Mice Grow More Hearing Cells After Gene Transfer

Researchers have used gene transfer to produce functional hair cells in the inner ears of mice. The accomplishment is an important step in developing potential strategies to treat hearing impairment.

Two panels of cells with V-shaped clusters of microscopic hair-like structures on their surfaces. The right panel shows more hair cells crowded together.

Electron micrographs show V-shaped clusters of microscopic hair-like structures on hair cell surfaces. Mice with Atoh1 (right) have more hair cells than mice without the gene transfer (left). Image by David Woessner, John Mitchell and John V. Brigande, Oregon Health and Science University.

Auditory hair cells in the inner ear are a vital part of our hearing, and their loss is a leading cause of hearing impairment. These cells turn the vibrations of sound energy into electrical signals that travel to the brain. Over the past few years, researchers have made significant progress in understanding how these cells perform this feat. They've also been able to use gene transfer to produce new hair cells and partially restore hearing in deaf adult mammals.

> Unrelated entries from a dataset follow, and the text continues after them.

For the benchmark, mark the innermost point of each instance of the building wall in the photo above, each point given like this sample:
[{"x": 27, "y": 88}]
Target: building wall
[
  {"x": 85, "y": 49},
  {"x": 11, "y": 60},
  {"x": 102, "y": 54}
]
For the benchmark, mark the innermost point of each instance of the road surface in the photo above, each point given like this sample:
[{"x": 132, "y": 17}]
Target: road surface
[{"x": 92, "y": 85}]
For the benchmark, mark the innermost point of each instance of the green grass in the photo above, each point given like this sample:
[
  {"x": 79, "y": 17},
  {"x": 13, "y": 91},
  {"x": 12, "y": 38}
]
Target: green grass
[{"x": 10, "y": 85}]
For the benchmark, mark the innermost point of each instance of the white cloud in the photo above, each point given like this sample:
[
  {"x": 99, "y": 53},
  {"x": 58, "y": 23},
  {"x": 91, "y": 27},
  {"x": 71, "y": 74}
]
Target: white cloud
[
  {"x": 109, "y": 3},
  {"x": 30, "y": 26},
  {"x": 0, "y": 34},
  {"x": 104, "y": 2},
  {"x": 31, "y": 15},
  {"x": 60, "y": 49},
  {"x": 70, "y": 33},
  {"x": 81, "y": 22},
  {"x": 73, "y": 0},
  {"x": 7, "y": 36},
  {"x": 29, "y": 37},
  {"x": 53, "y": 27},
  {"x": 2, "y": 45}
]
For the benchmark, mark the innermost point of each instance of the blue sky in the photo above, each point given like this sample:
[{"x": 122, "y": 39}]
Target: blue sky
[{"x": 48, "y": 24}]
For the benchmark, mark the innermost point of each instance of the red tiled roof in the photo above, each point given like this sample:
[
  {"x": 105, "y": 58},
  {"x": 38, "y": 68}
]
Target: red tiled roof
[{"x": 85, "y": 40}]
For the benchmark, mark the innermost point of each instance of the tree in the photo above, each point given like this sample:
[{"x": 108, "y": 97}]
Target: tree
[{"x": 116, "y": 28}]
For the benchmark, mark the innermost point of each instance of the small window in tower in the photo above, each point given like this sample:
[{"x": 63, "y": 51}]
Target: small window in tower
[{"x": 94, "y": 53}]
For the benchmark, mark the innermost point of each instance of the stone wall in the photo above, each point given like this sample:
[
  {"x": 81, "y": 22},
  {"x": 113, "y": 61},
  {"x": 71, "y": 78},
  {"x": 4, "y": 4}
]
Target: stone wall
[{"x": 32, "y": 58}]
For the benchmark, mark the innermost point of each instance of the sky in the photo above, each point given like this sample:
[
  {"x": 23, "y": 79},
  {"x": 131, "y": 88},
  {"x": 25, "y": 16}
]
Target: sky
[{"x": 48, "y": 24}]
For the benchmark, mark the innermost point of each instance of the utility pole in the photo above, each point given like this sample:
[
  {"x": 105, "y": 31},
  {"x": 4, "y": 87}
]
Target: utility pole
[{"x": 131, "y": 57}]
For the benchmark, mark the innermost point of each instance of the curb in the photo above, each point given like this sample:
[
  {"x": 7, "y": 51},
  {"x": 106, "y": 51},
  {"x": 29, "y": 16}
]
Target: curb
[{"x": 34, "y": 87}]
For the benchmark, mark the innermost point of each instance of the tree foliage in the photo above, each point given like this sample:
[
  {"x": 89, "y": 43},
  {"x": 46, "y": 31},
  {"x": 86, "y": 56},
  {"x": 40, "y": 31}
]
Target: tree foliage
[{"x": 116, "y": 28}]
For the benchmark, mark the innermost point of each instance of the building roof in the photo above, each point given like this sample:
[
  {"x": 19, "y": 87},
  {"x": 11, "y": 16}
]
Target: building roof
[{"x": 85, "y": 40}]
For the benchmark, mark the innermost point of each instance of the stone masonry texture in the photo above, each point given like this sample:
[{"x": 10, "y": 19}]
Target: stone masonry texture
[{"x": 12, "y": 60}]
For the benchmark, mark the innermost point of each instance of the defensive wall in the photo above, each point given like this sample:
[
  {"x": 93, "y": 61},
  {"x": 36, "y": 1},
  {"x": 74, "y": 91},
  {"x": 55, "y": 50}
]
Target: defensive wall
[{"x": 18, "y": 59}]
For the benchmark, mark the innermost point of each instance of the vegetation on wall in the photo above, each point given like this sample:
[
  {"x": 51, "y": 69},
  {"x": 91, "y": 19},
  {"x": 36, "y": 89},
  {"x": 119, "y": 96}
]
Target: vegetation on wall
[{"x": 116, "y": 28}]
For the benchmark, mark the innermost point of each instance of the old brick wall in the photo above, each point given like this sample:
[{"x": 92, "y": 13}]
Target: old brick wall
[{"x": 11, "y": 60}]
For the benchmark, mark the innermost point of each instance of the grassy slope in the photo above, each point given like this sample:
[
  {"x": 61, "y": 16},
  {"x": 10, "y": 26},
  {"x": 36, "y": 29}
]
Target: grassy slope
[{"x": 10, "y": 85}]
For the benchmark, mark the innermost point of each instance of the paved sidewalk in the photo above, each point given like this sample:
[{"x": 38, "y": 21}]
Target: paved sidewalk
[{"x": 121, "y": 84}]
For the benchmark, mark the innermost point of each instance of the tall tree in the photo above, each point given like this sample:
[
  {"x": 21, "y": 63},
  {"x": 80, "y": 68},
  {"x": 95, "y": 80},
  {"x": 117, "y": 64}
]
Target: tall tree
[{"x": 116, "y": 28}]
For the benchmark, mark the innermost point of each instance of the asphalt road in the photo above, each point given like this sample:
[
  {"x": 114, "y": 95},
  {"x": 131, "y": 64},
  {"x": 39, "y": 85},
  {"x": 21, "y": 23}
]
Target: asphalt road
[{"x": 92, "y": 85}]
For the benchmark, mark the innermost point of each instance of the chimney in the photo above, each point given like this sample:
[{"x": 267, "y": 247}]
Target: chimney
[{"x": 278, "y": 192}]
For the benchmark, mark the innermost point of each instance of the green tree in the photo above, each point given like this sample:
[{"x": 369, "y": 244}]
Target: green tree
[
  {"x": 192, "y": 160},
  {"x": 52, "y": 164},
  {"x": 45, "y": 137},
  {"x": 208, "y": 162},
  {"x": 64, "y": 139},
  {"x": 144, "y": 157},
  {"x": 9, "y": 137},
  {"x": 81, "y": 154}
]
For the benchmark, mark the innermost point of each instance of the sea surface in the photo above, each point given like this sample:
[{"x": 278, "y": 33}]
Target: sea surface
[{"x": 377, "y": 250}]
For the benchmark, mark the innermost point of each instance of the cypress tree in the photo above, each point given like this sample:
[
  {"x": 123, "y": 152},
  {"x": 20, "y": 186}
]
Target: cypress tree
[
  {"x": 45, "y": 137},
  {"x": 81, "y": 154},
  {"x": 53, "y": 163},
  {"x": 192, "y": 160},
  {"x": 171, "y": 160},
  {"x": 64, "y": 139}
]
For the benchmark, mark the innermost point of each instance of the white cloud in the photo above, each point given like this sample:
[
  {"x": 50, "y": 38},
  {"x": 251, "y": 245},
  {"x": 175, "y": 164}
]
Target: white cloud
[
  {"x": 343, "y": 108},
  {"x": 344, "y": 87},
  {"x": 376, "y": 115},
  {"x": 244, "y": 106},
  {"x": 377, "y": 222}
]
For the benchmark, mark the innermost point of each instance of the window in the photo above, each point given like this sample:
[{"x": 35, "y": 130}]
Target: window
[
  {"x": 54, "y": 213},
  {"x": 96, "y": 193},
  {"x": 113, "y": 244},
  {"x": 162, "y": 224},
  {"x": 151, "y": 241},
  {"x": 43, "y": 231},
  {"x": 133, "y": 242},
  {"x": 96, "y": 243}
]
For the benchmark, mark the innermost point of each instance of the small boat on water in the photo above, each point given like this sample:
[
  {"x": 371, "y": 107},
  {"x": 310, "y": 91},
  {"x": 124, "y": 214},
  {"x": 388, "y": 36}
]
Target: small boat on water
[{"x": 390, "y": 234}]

A team of researchers led by Dr. John V. Brigande at the Oregon Health and Science University set out to see if they could use gene transfer to produce functional sensory hair cells in mice, which would allow for a better understanding of the new cells and how they develop. The study was supported by NIH's National Institute on Deafness and Other Communication Disorders (NIDCD), along with the McKnight Endowment Fund for Neuroscience and the American Otological Society.

In the online edition of Nature on August 27, 2008, the researchers reported that they devised a method for inserting genes into the region of embryonic mice that develops into the inner ear. The process didn't appear to affect the mice's hearing. Once the scientists had accomplished this, they transferred the gene for Atoh1, which is known to be required for hair-cell formation, into the region.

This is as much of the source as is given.